There are now more than $30 Trillion in U.S. retirement assets, with 401(k) plans holding nearly $6 Trillion of that total. That’s a near doubling of 401(k) assets since 2010. While many people love these plans, according to the U.S. Census Bureau, only a third of all Americans are taking advantage of the free money. Two thirds are rejecting free money? They’re missing the lay up. They may be jugheads!

Okay, you may be thinking that some people need every cent of their paychecks to live on, and cannot afford to make 401(k) contributions. Maybe so, but it seems that just about everybody can budget their way into a position that allows them to get some free money, if not the max. 

People who necessarily have to live “close to the bone,” are thinking about today, hoping that tomorrow will take care of itself, but sadly, life doesn’t work that way.

This is where clever budgeting comes into play. Everybody has something they can cut from the monthly outlay, some fat in the monthly budget that needs to be trimmed away.

How many people do you know continually moan about never having money? How many of them have a cable subscription? And the premium channels? Lease a fancy car? Never miss a meal out? Always decked out in the latest fashions? And on, and on.

At its root, retirement planning is about trading some today stuff for tomorrow stuff. It’s about delayed gratification. It’s about self-sufficiency and independent living. So, if you can qualify for free money, why wouldn’t you trim away some of the fat in your budget and plan for a brighter future?

As your personal financial mission, you should commit, at minimum, to contributing an amount that the employer is willing to match. When there’s an “employer match” it’s literally like stepping up to the “free money window.” For instance, if your annual salary is $40,000 and your employer matches the first 6% of your salary dollar-for-dollar, they are giving you $2400 for every $2400 you contribute. Yes, sometimes in life, there is such a thing as a free lunch! 

“But I can’t afford to risk money in the market!”

OK, let’s suppose you did put $200 a month “in the market.” That’s $2400 a year. Your employer matches that with $2400. With me so far?

Let’s say you are the unluckiest person on the planet, and you select the world’s lousiest investment allocation that loses 50% a year (nearly impossible given all of the 401(k) plan regulations regarding investments offered). If that happened, you would still have $2400! Pigs WILL fly before this scenario ever occurs, but you get the point. You cannot miss the layup! Contribute to your 401(k). NOW! 

You will never earn a risk free return like this. Anywhere! A dollar for dollar match means an instant 100% return, at the time the match is made. Will the 100% hold throughout the time you are in the plan? Probably not, but understand you would have to lose 50% on all assets to go underwater!
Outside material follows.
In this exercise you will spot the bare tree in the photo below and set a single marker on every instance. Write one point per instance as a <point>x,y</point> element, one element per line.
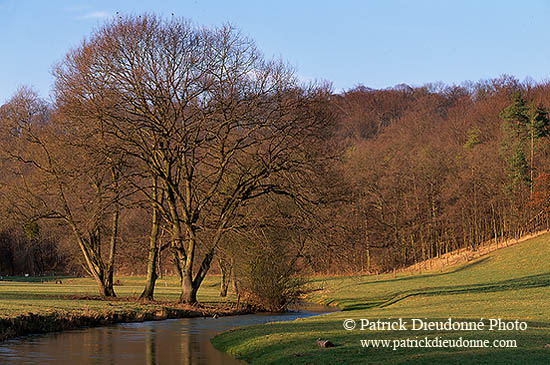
<point>61,171</point>
<point>202,113</point>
And if history holds any clues (and it does) you will end up with more than 100% return on the matched portion of your contributions.

There are plans with lesser matches, but in the end, any employer match at any amount is still free money!

If your company offers both a traditional and a ROTH 401(k) option, go for the ROTH, where you will invest with after-tax dollars, but the payoff will be glorious!

Starting in 2020, the IRS announced that employees in 401(k) plans will be able to contribute up to $19,500 next year, but don’t expect your employer will match up to this limit. But who cares? Tax-deferred investing, or tax free if its a ROTH 401(k) is THE way ro build lasting wealth. The free money turbocharges this strategy. (The increase also applies to 403(b) plans, most 457 plans, and the federal government’s Thrift Savings Plan.) For IRS guidance on the subject, go here.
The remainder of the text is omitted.